The plaintiff in this case did not file notice until the ninety-second calendar day after the date she was injured. Brennan, therefore, is distinguishable from this case because the ninety-first and ninety-second days were a Monday and Tuesday, respectively, and neither fell on a weekend day nor a holiday.

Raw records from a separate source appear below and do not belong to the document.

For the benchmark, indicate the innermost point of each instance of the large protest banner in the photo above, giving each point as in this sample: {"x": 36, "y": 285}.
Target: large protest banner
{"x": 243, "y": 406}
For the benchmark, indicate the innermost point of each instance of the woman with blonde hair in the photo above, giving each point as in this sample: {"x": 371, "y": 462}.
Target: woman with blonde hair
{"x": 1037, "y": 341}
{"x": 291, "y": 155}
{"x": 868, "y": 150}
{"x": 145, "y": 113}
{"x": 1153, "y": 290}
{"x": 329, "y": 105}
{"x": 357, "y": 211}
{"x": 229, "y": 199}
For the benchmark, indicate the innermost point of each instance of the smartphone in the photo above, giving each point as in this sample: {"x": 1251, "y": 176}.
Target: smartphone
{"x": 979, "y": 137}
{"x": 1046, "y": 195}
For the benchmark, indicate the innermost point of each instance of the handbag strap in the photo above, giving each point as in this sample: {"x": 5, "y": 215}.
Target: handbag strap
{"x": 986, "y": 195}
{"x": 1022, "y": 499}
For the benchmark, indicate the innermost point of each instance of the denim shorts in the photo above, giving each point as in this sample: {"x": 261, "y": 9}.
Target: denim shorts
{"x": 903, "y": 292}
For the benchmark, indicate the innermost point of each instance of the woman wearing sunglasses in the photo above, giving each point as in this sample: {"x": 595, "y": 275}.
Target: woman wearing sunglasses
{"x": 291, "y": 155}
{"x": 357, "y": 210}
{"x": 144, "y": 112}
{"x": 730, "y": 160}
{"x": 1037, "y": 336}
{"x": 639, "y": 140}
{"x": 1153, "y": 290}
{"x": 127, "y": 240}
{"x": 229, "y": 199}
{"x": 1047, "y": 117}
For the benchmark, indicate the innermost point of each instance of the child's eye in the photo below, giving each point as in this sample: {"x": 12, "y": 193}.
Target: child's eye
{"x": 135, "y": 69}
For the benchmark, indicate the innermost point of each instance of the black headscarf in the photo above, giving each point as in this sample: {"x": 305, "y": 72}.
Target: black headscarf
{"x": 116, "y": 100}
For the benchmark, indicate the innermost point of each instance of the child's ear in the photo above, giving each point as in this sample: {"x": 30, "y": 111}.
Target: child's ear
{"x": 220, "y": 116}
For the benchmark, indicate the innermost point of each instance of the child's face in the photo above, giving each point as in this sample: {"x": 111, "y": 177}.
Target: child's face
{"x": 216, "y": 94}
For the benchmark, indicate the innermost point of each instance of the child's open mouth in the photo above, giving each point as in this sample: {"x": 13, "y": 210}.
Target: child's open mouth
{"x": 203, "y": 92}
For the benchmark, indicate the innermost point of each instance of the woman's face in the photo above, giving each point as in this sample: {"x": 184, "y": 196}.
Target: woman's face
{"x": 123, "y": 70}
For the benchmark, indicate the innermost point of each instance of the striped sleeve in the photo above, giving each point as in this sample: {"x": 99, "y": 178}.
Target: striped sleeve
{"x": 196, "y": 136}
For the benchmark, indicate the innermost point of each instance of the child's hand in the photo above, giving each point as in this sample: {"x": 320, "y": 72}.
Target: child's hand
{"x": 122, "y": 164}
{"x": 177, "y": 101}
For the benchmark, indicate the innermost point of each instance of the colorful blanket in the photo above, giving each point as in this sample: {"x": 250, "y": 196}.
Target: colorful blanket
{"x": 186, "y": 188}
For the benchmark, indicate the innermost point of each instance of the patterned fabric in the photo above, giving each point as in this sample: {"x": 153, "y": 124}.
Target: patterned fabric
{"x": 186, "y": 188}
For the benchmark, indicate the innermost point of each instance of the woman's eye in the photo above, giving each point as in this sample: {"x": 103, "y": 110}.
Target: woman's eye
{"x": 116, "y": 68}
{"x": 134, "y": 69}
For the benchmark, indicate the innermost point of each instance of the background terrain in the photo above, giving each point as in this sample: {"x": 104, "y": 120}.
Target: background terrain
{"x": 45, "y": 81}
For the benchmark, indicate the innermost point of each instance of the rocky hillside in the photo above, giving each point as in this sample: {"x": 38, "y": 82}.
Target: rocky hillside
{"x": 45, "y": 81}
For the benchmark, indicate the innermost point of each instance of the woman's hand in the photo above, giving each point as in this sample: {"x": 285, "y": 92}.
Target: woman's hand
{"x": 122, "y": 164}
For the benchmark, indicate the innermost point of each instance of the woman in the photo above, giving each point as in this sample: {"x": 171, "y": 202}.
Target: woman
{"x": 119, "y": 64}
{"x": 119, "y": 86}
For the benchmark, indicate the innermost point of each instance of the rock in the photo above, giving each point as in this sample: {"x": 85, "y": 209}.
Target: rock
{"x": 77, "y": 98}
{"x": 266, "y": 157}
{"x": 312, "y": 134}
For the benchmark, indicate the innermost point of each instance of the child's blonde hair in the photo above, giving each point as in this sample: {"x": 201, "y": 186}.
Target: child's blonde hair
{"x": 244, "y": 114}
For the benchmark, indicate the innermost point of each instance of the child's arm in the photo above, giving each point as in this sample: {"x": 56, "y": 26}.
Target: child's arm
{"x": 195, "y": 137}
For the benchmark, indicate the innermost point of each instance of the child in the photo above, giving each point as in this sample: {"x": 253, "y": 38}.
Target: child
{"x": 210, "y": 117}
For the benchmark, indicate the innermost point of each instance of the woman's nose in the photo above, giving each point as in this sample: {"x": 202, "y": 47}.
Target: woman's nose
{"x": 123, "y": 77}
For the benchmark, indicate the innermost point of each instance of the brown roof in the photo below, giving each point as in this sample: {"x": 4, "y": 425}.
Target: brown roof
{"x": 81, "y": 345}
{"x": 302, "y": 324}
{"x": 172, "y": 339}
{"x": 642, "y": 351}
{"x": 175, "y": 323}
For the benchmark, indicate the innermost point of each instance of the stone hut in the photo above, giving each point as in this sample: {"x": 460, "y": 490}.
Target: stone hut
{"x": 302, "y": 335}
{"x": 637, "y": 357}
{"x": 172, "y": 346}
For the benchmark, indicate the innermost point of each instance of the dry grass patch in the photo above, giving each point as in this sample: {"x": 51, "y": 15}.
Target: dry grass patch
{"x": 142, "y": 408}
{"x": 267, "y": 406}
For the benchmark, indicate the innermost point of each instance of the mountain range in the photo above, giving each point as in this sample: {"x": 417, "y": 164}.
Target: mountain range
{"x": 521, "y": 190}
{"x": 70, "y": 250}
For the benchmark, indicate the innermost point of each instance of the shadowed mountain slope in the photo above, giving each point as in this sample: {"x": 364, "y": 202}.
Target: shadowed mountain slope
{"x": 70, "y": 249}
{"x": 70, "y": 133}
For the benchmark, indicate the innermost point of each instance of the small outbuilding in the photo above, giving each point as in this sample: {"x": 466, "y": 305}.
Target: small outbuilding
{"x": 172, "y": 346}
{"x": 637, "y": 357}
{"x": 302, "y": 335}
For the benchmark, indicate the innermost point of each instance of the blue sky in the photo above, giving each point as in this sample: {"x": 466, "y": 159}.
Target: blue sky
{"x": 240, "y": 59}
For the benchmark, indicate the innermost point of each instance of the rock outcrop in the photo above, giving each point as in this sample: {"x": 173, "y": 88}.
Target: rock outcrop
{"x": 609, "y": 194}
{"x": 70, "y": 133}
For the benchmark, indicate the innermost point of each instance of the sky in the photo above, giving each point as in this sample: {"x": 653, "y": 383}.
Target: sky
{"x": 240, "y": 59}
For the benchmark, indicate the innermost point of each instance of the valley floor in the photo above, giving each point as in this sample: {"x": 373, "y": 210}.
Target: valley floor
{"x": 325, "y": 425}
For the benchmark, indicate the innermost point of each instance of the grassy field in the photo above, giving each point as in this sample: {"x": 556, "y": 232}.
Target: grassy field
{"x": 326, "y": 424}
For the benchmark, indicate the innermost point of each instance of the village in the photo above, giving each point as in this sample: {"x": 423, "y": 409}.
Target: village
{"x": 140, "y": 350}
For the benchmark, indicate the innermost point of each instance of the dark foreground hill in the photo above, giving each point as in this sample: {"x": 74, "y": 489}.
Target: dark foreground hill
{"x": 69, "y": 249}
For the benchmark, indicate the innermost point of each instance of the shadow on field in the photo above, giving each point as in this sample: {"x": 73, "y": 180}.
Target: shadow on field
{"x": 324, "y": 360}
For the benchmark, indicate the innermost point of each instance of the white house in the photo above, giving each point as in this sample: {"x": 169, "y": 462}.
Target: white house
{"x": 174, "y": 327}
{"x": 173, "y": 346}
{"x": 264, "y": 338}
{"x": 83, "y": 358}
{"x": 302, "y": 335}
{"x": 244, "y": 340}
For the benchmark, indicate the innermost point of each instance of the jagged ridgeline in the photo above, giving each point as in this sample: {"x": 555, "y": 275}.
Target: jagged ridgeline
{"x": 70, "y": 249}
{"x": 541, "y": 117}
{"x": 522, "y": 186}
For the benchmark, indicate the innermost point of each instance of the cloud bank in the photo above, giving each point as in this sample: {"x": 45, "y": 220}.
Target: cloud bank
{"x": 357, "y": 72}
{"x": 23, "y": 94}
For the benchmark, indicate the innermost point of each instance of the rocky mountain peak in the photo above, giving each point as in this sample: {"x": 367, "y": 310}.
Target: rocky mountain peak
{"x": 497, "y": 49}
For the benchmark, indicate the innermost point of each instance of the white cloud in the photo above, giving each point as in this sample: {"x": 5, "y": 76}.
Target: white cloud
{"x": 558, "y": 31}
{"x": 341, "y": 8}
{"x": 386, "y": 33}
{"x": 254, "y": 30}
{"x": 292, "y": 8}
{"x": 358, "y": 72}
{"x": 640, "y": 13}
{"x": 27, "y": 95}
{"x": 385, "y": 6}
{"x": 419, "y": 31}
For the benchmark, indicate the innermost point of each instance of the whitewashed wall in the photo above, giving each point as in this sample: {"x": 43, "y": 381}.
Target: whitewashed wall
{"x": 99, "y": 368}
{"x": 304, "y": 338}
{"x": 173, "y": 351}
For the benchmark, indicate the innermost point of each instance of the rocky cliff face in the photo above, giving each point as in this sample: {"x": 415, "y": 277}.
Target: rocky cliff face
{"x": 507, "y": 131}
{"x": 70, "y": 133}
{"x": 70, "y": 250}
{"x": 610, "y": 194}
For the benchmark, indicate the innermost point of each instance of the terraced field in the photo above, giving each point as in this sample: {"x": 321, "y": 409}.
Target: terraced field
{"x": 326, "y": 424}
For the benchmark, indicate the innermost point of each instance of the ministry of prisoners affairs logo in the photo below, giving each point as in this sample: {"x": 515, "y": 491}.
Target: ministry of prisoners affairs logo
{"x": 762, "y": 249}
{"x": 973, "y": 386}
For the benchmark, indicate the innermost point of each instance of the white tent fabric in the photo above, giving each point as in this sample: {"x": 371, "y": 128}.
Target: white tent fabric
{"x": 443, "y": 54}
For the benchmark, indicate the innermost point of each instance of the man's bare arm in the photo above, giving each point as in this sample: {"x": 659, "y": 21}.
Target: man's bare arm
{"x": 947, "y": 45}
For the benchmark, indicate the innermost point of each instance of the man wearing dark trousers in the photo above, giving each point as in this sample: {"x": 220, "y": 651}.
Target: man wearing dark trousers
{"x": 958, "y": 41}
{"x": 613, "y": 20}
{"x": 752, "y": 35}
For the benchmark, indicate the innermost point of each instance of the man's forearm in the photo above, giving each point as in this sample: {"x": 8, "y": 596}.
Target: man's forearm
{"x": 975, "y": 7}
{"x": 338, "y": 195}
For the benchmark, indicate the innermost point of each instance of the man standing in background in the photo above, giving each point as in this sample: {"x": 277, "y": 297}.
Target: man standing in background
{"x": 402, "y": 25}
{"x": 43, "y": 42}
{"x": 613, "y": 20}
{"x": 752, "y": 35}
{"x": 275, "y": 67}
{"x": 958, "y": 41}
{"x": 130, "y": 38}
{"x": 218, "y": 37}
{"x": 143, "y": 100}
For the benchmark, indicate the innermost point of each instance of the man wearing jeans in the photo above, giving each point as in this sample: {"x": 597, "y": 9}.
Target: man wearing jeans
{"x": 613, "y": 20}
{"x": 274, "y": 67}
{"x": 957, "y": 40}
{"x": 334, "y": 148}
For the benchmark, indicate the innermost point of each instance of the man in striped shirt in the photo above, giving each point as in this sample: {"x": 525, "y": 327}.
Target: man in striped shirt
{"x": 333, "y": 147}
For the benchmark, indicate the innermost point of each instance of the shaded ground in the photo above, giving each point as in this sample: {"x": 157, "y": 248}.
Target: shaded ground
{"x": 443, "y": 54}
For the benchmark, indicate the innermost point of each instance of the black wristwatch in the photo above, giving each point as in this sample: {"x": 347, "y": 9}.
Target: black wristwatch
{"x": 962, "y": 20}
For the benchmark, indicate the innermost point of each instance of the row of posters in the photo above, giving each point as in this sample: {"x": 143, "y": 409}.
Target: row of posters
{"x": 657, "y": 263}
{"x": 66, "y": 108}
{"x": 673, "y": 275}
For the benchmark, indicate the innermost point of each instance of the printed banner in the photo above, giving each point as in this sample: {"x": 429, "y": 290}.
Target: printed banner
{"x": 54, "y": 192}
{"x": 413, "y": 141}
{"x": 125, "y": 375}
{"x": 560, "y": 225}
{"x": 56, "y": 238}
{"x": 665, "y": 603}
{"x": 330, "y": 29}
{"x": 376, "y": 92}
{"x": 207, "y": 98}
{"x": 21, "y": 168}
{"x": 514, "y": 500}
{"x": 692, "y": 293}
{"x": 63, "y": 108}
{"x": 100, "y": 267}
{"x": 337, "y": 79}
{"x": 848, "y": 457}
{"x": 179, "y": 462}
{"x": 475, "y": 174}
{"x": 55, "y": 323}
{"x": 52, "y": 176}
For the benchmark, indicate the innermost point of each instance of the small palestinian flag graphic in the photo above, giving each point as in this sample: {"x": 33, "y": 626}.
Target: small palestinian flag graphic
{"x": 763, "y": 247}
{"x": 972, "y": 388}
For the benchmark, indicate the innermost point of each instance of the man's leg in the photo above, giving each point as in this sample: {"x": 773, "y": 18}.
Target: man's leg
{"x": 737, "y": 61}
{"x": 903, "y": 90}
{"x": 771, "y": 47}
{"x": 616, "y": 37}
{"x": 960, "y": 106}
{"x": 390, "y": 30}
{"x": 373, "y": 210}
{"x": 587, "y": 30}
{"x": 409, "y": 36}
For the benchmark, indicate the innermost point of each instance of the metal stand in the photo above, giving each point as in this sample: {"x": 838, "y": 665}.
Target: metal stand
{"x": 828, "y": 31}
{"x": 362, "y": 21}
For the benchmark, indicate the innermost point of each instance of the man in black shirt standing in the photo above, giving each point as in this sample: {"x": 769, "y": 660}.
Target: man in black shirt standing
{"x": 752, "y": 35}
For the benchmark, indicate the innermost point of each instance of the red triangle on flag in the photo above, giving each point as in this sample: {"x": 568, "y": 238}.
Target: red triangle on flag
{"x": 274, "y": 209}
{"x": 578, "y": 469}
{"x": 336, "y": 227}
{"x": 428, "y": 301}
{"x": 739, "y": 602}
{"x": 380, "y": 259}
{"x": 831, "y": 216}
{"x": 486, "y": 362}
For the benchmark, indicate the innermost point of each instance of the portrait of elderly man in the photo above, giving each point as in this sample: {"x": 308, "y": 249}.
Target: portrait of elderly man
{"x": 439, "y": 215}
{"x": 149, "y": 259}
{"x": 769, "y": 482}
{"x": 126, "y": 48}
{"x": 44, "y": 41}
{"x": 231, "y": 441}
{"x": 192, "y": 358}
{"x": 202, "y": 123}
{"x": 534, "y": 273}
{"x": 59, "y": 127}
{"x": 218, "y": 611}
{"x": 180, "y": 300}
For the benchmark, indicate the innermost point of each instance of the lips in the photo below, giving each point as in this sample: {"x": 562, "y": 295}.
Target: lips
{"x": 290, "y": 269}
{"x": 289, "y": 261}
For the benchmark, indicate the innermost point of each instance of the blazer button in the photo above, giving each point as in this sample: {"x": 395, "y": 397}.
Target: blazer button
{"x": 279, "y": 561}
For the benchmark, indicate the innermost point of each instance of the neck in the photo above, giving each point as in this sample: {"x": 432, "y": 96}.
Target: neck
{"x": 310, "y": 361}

The defendant argues that the plaintiff's failure to comply with the notification requirements of § 13a-149 is a jurisdictional defect precluding the court from considering the subject matter in this case. "A conclusion that a time limit is subject matter jurisdictional has very serious and final consequences. It means that, except in very rare circumstances . . . a subject matter jurisdictional defect may not be waived . . . may be raised at any time, even on appeal . . . and that subject matter jurisdiction, if lacking, may not be conferred by the parties, explicitly or implicitly. Therefore, [the Supreme Court has] stated many times that there is a presumption in favor of subject matter jurisdiction, and . . . require[s] a strong showing of legislative intent that such a time limit is jurisdictional." (Citations omitted; internal quotation marks omitted.) Williams v. Commission on Human Rights and Opportunities, 257 Conn. 258, 266, 777 A.2d 645 (2001).

In determining legislative intent, the court must interpret § 13a-149 in light of the adoption of the so-called "plain meaning rule," codified at General Statutes § 1-2z, which was enacted subsequent to the court's analysis in Williams. See Cummings v. Dept. of Motor Vehicles, Superior Court, judicial district of New Britain, Docket No. CV 03 0522666 (June 9, 2005, Taylor, J.) ( 39 Conn. L. Rptr. 529, 531). The plain meaning rule was enacted in response to State v. Courchesne, 262 Conn. 537, 816 A.2d 562 (2003), and provides that "[t]he meaning of a statute shall, in the first instance, be ascertained from the text of the statute itself and its relationship to other statutes. If, after examining such text and considering such relationship, the meaning of such text is plain and unambiguous and does not yield absurd or unworkable results, extratextual evidence of the meaning of the statute shall not be considered." General Statutes § 1-2z.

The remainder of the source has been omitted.